Jak wspomniałem nieprosto przebić się z autoreklamą. Nie każdy błyszczy
talentem serialowego artysty Marcina Bulskiego. Nie wystarczy też programowo
nie zgadzać się ze wszystkim, co powie burmistrz. Życie wetem to nieżycie,
człowiek może zawetować się na śmierć. W czasach postpolityki liczy się przekaz
gromki, taki by w świadomości wyborcy wyorać bruzdę nie do zaorania. By wyborca
ów, niczym pies Pawłowa, właściwie zareagował i dobrze zagłosował.
W taki kontekst wpisuje się wydrukowany w „nieregularniku brzeskim" wywiad-rzeka
z pewnym samorządowcem, który wypłakuje się w mankiet redaktora naczelnego.

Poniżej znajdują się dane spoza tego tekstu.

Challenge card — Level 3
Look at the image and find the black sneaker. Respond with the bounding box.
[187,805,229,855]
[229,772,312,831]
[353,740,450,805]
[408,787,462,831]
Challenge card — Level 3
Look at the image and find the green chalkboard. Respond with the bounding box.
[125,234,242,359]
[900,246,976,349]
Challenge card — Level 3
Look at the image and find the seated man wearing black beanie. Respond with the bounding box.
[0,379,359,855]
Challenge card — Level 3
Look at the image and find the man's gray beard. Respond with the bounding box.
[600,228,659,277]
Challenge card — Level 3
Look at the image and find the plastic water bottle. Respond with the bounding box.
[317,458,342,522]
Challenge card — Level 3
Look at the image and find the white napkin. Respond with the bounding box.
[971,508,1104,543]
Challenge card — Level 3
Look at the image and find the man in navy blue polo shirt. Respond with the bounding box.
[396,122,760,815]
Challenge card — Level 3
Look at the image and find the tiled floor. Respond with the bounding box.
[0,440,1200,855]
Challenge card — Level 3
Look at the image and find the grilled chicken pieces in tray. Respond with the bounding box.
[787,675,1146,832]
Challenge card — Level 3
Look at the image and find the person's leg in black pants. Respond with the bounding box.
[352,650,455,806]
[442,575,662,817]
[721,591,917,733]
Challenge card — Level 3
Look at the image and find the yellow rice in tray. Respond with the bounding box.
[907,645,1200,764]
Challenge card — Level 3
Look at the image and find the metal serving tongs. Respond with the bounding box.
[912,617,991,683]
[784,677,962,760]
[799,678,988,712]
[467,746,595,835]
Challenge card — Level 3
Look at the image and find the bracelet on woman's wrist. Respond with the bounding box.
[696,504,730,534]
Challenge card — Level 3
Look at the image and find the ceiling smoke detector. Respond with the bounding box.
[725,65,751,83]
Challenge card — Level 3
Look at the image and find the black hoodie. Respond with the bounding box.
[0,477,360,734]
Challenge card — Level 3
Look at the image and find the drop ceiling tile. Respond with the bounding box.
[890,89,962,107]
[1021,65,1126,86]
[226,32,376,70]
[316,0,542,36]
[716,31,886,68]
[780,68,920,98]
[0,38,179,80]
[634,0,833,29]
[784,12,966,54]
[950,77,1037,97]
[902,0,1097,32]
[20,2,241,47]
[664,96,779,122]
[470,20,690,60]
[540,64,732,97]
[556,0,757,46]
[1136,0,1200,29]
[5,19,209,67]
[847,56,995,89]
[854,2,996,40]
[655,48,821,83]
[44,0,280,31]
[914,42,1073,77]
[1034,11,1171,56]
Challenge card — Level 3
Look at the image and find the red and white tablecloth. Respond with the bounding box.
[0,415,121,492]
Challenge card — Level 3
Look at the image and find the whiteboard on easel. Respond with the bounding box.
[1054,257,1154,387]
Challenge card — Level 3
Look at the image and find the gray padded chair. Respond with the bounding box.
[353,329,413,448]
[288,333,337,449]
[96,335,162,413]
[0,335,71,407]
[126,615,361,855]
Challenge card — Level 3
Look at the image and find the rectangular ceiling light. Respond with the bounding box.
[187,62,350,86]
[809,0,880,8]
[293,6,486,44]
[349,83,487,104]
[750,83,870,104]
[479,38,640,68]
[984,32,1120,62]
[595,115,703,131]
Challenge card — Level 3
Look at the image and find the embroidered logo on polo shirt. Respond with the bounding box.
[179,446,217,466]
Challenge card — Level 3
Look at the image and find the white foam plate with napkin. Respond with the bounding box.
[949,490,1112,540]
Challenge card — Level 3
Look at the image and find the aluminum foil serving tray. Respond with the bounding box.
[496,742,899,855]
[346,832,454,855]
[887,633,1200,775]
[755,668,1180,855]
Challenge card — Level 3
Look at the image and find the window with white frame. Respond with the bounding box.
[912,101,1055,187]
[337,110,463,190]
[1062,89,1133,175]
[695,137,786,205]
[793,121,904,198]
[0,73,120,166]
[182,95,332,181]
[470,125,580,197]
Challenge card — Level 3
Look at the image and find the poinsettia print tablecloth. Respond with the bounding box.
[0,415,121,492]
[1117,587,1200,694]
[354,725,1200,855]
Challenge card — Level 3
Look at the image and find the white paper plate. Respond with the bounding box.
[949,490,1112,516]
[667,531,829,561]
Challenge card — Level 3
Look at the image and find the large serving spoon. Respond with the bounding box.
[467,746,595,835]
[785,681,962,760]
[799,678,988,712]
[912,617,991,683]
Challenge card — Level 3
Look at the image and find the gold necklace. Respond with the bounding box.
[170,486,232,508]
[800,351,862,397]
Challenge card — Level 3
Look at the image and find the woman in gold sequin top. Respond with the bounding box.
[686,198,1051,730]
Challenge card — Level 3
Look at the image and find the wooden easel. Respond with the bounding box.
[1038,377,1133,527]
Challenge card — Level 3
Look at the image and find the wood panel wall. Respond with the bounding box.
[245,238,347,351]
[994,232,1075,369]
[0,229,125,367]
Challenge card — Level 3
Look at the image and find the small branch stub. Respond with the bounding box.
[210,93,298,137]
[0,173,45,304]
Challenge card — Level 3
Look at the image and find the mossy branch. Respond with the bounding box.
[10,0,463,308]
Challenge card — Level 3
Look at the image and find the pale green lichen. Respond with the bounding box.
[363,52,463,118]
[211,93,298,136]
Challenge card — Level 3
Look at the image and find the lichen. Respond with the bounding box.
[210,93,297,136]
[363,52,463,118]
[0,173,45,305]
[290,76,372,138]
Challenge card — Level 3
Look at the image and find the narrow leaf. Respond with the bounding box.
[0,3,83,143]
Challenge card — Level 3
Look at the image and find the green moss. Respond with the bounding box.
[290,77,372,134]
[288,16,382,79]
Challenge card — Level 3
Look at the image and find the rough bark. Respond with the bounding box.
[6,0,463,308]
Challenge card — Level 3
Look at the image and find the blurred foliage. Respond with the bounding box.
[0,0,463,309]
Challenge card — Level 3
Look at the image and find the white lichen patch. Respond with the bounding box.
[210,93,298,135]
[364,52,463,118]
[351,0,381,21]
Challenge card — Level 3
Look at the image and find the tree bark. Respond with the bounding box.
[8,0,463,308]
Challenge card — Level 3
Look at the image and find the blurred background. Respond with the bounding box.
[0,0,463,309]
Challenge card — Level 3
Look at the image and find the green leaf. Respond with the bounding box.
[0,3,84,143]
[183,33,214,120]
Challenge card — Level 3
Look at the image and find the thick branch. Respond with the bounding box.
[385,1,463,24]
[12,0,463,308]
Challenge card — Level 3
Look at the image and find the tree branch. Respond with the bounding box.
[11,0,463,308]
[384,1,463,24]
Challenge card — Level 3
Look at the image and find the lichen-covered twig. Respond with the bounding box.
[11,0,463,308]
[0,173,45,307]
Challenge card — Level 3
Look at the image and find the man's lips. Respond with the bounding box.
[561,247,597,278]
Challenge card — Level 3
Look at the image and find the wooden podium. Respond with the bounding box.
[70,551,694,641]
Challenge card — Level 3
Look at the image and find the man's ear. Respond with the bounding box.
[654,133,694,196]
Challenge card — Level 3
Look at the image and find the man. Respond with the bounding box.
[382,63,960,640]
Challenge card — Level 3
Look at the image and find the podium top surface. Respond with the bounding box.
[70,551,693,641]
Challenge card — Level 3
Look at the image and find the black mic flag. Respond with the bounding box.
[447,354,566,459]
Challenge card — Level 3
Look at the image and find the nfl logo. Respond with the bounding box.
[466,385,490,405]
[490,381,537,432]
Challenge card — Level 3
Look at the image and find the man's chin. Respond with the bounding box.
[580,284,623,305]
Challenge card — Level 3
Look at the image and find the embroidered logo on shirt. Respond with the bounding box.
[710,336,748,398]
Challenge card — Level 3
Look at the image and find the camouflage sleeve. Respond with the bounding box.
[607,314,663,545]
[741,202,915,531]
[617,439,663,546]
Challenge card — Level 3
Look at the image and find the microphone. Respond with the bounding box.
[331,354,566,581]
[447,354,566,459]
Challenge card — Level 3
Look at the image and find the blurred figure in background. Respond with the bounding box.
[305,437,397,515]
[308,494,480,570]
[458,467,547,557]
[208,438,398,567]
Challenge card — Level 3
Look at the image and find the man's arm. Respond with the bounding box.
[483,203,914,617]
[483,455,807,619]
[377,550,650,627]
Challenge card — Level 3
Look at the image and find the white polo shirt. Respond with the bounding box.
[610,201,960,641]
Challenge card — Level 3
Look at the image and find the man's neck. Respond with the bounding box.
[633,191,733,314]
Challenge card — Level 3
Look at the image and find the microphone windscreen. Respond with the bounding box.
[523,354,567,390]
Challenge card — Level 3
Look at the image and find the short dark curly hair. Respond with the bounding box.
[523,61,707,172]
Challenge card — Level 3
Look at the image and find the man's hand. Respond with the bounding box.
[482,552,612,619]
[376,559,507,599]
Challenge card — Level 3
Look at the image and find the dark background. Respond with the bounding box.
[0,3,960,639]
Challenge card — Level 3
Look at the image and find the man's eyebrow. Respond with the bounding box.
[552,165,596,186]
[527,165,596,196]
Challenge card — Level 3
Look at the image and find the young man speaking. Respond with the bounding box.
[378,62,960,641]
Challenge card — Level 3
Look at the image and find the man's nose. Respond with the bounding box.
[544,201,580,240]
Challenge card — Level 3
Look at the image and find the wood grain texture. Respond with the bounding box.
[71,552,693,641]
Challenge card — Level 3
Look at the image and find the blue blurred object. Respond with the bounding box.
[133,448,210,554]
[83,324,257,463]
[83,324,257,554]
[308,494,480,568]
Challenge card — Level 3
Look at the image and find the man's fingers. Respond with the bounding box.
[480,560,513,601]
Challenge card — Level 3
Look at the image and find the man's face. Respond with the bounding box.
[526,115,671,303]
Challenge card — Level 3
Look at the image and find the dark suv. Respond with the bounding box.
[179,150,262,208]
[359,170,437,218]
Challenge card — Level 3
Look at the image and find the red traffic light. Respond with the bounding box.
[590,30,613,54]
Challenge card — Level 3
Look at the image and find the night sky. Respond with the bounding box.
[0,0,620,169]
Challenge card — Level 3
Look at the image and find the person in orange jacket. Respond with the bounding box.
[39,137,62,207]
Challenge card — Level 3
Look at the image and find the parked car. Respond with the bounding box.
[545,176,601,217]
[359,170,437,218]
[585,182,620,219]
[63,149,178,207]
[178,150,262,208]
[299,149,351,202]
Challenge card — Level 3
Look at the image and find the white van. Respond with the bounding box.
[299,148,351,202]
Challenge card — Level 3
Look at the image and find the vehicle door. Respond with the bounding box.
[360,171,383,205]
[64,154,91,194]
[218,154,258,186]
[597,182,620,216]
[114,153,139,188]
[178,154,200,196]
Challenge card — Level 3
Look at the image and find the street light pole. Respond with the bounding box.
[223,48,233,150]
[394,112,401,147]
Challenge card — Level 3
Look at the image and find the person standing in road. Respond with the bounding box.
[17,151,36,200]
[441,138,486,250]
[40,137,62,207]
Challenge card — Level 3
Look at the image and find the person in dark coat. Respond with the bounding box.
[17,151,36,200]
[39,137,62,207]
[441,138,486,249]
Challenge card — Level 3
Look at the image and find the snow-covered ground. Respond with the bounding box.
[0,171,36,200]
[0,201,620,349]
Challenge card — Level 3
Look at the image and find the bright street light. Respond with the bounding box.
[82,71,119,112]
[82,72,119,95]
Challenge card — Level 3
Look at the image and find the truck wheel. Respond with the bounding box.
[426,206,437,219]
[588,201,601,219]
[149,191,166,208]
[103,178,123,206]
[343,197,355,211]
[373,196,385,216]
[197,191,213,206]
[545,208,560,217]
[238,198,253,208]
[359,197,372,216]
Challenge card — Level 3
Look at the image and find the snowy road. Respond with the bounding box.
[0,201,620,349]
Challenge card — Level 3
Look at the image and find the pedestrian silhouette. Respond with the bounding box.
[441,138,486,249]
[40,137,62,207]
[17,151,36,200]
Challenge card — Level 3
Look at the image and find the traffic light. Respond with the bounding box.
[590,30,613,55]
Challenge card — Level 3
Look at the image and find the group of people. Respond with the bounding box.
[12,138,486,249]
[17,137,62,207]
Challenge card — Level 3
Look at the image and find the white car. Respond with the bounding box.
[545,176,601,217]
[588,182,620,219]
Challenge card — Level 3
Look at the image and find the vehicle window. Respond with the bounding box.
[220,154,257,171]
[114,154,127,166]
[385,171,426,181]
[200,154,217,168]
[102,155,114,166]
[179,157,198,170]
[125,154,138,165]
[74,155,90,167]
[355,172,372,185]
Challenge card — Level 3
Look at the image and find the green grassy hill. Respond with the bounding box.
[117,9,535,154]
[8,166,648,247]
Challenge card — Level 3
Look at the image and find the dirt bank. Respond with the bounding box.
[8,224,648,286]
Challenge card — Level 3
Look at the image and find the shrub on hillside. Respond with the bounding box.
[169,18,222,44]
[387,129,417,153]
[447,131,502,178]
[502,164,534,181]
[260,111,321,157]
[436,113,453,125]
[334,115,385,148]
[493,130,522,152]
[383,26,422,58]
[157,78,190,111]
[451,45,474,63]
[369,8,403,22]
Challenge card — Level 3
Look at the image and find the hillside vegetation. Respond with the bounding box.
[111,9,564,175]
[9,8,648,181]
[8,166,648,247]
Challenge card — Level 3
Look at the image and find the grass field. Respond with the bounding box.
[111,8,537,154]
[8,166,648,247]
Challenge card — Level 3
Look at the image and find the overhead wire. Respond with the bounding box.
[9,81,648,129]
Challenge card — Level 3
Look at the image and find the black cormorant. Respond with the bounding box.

Tenże działacz kojarzy się brzeżanom z czymś zgoła najpiękniejszym: z młodością
mianowicie. Zawiaduje on stowarzyszeniem, które „młodość" wyhaftowało na partyjnym
sztandarze. Ale to proporzec obszerny, jego łopot owiewa siwiznę weterana
samorządu brzeskiego, który „trochę za stary ciałem, choć nie duchem" rześko
młodzianom sekunduje. Oto maszeruje młodość, z dziadkiem w odwodzie! Złośliwcy
twierdzą, że to dziadunio wyjątkowo zgryźliwy i mocno na młodych oddziaływujący.
Cóż, dopełnia się już kadencja a
towarzystwo ze stowarzyszenia nic a nic się nie zestarzało. Oto cud, tryumf wiecznej
młodości. Zero fałdek tłuszczu odłożonego z konsumpcji sutych diet. Ale na licu
przewodniczącego pojawiła się już..., no nie... zmarszczka? A kysz!, to bynajmniej
nie oznaka utraty urody, a dowód głębokiej troski o źle zarządzany organizm
miejski.
Podobną bruzdę kamera HD wyłapała na czole Joanny od Krzyża.